EMPERYALİZME KARŞI ZAFER
Devam ediyor Bilgesay açıklamalarına;
“Tarihin Batı Emperyalizmine karşı verilerek zafere ulaştırılan ilk ve tek Ulusal Bağımsızlık Savaşı, Mustafa Kemal Atatürk Başkomutanlığında, kadın, erkek ve çocuk topyekûn Türk Milleti’nin azim ve kararı, TBMM’nin sarsılmaz iradesi, Şanlı Türk Ordusu’nun kahramanlığı ve her rütbedeki Türk Subayının üstün komuta yeteneği ile kazanılmıştır.
Türk Silahlı Kuvvetleri Türk Milletinin bağrından kopmuştur ve kuruluşundan itibaren daima Atatürk’e, O’nun İlke ve Devrimlerine ve Cumhuriyet değerlerine bağlı kalmıştır.
Bu bilinç ve sorumlulukla hareket eden Türk Silahlı Kuvvetleri’nin genç subaylarının mezuniyet coşkusuyla Başkomutanları Büyük Atatürk’e minnet ve şükranları ile vatana, millete ve Cumhuriyet değerlerine bağlılıklarını haykırmalarının disiplin suçu sayılması asla kabul edilemez.
Anayasanın 2. Maddesinde “Türkiye Cumhuriyeti, toplumun huzuru, milli dayanışma ve adalet anlayışı içinde, insan haklarına saygılı, Atatürk milliyetçiliğine bağlı, başlangıçta belirtilen temel ilkelere dayanan, demokratik, laik ve sosyal bir hukuk devletidir.” denilerek Cumhuriyetin nitelikleri sayılmıştır.
İfade özgürlüğü de anayasal güvence altındadır.
Teğmen evlatlarımızın Atatürk’e ve kurucu değerlere bağlılık ifadeleri de bu bağlamda anayasal güvence altında olmak gerekir.
6413 sayılı Türk Silahlı Kuvvetleri Disiplin Kanunu’nun 20. maddesinde düzenlenen TSK’dan ayırma cezası gerektiren haller sınırlı sayıda belirtilmiş olup Teğmenlerimizin söz konusu davranışlarının sayılan bu haller kapsamında değerlendirilemeyeceği kanun lafzından açıkça anlaşılmaktadır.
Atatürkçü Düşünce Derneği 354 Şubesi, 57 Temsilciği ve her biri “Mustafa Kemal’in Askeri” olmakla gurur duyan 70 bini aşkın üyesiyle yeni mezun teğmenlerimiz hakkında yürütülmekte olan disiplin soruşturması sonucunun hukuka, yasalara, adalete ve vicdana aykırılık teşkil etmeyeceğini ummak istiyoruz.

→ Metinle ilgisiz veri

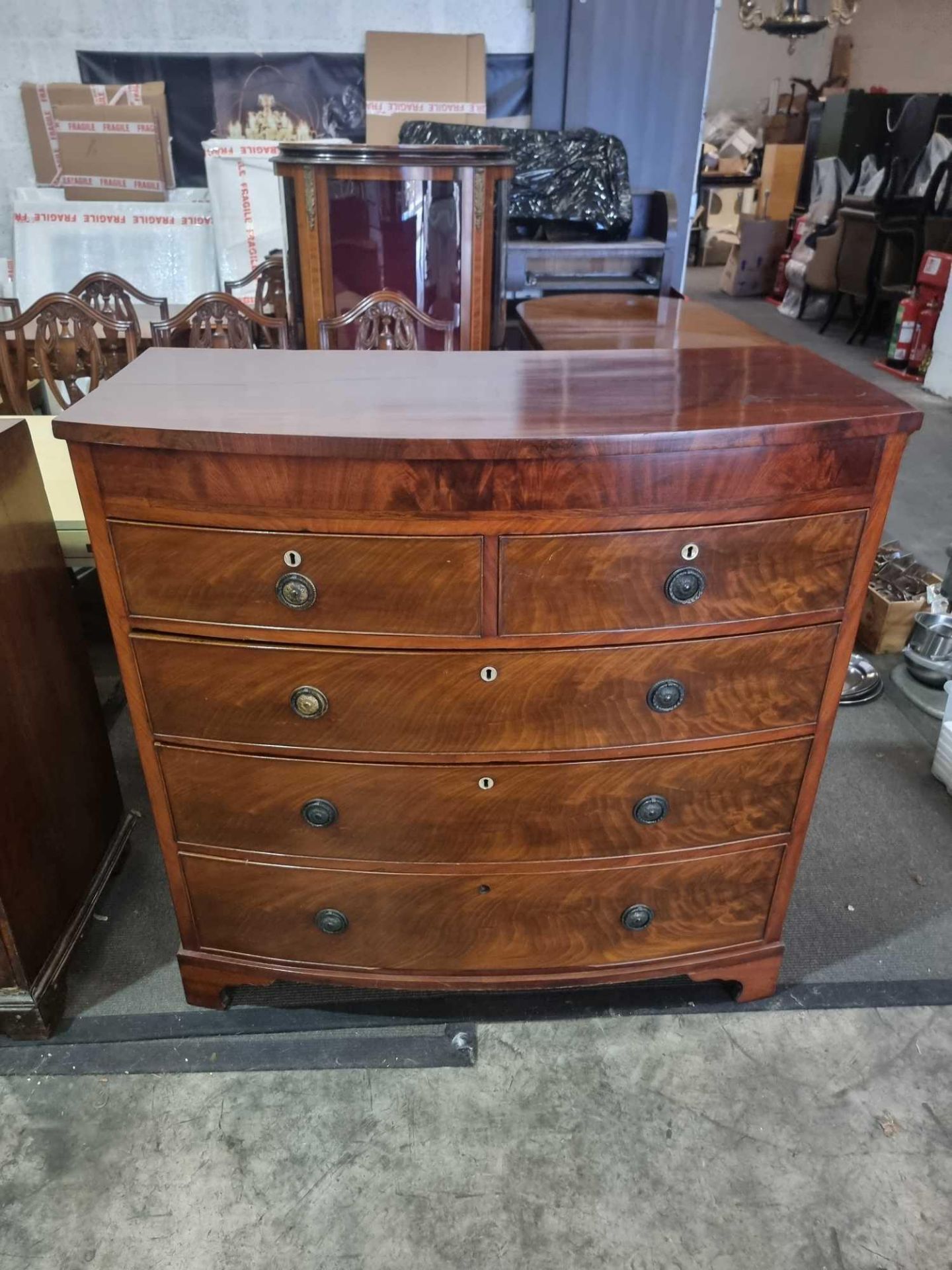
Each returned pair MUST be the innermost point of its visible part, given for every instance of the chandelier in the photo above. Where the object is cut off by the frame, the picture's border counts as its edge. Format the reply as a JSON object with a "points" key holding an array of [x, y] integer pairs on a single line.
{"points": [[793, 18]]}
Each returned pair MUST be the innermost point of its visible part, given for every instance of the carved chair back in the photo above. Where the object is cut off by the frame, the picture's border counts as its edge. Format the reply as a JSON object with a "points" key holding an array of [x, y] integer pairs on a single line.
{"points": [[386, 321], [219, 320], [270, 292], [113, 298], [61, 341]]}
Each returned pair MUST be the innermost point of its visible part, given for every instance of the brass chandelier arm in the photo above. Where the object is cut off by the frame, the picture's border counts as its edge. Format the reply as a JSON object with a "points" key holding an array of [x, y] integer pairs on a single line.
{"points": [[750, 16], [793, 17]]}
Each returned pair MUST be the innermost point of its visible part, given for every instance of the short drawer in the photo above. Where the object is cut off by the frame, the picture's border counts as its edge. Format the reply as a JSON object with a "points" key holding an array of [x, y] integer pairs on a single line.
{"points": [[483, 704], [302, 582], [637, 581], [516, 812], [484, 922]]}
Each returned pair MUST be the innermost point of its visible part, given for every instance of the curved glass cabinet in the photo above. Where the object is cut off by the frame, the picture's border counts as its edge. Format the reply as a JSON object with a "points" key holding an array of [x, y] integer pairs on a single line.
{"points": [[426, 222]]}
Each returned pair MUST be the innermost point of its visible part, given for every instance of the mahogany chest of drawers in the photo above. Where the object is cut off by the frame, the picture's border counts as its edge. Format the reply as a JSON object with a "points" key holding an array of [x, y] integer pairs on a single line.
{"points": [[484, 669]]}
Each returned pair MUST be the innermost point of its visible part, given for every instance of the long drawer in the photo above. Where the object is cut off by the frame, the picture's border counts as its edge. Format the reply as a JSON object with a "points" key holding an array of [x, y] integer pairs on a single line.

Atatürkçü Düşünce Derneği, varlık nedeni ve görevi gereği sürecin takipçisidir, Teğmenlerimizin yanındadır.
MAHRUKİ’YE SAHİP ÇIKTILAR…
Atatürkçü Düşünce Derneği Genel Yönetim Kurulu Üyesi yol arkadaşımız Nasuh Mahruki’nin, sadece ülkemiz, demokrasimiz ve seçimlerle ilgili düşünce ve endişelerini dile getirdiği bir sosyal medya paylaşımında “Halkı yanıltıcı bilgiyi alenen yayma ve kamu barışını bozma” suçu işlediği iddiasıyla tutuklanmasından büyük üzüntü duyduk.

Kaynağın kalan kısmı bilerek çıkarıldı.